Power: I think it just makes it hard. There are good growers who don’t want to damage the environment, and who want to make a living and not a killing. So they get all of their plants registered, and they pay $500 every time the sheriff visits to make sure that the environment’s okay. So that’s going on, and then there’s been some rumors that the feds use the sheriffs’ lists of good, law-abiding — at least at the county-level or the state-level — growers. There’s been some concern that feds might use those lists to make easy arrests of people that are not going to shoot them. … Remember, the federal law doesn’t permit any growing. Obama clearly stated that he was not going to prioritize enforcement of the federal law, but federal law is still zero plant tolerance.

e360: Would full legalization, legalization at the federal level, make things better from an environmental standpoint?

Power: We think so. There are lots of uncertainties, but if it were legal in every single state, and every single place where there’s a market, then it probably could be grown in the sunshine.

e360: You mean that literally, right?

Power:And figuratively, too. The enforcement would be transparent, and the plants would be out in the open. They’d be doing better, because they need sun. They’re really an agricultural crop that would do well on agricultural land. And if the price dropped to the point where there was no incentive to do this harmful growing, then obviously the industry would collapse quickly. But if it’s just legalized state-by-state-by-state, I’ve heard the cartels are organized enough to keep pushing the crop east, where there still is a market and it’s still illegal. So as long as there is a market that will pay enough to compensate for the brutally hard work they do to grow this stuff in forested mountains, then it will keep growing.
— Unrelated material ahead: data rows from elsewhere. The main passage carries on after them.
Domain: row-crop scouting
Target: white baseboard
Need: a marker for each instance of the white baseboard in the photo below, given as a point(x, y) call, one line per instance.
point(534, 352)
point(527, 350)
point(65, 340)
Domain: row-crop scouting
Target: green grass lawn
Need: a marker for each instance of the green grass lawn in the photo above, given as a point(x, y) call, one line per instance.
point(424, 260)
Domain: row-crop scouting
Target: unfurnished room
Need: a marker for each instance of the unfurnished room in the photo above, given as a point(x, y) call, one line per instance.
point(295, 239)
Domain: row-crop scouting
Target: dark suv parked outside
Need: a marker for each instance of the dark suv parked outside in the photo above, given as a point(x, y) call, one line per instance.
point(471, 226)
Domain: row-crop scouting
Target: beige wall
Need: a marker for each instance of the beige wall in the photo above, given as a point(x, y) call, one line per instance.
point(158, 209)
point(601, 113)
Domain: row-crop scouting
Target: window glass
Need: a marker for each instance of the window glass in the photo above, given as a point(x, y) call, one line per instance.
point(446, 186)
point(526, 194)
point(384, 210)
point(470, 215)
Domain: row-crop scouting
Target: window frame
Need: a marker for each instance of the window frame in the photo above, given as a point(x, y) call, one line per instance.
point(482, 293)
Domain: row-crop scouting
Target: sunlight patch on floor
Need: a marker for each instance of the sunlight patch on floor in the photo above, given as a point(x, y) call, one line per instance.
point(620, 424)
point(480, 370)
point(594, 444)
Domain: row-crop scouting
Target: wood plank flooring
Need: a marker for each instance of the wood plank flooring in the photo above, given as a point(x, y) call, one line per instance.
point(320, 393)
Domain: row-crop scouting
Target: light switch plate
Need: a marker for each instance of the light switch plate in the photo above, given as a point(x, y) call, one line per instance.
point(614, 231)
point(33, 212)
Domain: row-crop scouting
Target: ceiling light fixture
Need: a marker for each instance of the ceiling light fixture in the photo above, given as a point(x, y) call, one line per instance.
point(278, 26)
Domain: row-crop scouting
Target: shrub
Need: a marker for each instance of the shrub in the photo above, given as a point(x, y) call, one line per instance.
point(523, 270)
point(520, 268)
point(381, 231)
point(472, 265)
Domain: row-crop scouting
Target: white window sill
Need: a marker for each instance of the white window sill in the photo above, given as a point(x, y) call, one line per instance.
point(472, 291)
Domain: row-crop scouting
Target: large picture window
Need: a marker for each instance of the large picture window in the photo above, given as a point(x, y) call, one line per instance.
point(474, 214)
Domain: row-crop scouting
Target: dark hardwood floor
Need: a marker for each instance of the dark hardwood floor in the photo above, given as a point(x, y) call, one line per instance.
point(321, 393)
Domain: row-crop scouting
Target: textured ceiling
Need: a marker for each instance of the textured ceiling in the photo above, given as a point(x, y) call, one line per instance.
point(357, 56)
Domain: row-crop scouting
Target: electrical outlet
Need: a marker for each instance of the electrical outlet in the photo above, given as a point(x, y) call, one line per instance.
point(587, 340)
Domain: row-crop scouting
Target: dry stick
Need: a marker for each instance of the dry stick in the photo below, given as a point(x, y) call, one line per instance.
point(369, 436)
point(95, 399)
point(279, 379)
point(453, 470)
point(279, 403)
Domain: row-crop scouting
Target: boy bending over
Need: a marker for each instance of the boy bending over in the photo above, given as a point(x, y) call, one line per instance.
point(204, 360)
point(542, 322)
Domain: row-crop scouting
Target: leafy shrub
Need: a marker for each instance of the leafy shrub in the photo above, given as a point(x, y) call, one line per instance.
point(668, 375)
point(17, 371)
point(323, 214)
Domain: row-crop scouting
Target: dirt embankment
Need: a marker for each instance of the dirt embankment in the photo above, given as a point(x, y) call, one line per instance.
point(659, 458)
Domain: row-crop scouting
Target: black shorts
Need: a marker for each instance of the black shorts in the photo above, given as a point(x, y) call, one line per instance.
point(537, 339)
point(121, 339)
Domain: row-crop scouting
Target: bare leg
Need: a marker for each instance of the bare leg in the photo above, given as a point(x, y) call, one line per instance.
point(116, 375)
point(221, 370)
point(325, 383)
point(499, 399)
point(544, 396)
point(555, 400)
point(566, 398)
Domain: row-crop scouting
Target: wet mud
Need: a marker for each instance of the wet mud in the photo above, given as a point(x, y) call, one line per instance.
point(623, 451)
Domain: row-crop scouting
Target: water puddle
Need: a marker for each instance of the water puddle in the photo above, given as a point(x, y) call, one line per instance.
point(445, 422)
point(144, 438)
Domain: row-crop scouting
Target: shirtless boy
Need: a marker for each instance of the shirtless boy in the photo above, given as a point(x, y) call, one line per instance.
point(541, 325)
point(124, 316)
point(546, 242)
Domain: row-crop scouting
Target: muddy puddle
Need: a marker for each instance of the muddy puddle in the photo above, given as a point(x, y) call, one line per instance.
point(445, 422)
‘It’s almost inevitable that they’re using weed that has really damaged a drought-stricken river system.’

e360: I think there might be some marijuana users who would be appalled to learn that they are supporting an industry with such serious environmental effects.

Power: Everybody thinks that it’s kind of a counter-culture, alternative, cool, green thing. And 70 percent is coming from California. It’s almost inevitable that they’re using weed that has really damaged a drought-stricken river system.

e360: You and your co-authors propose some interesting solutions to the environmental problems caused by legal cultivation, like eco-labeling. Talk a bit about that.

Power: The timber companies some years ago were talking about having a website stamped on the end of every two-by-four in a lumberyard. You could look at that website and get a video sweep through the watershed from which that timber was extracted. So there’s no reason we couldn’t have a zebra stripe on bags of marijuana that would let you use your iPhone to then look at a video of the conditions under which it’s being grown. The technology would make that relatively simple, unless people falsified it.

e360: What do you and your co-authors hope to accomplish by publishing this paper?

Power: It’s just heartbreaking to see the environmental damage that’s going on. And there’s not much support in the [California] legislature for environmental monitoring or cleanup or enforcement. All of those things are expensive and incredibly important, and yet all of the attention on the legalization issue has been diverted toward the really important medical questions, like what’s it going to do if young kids use it too much. Those kinds of issues have been front and center, and the environment has been pretty much overlooked.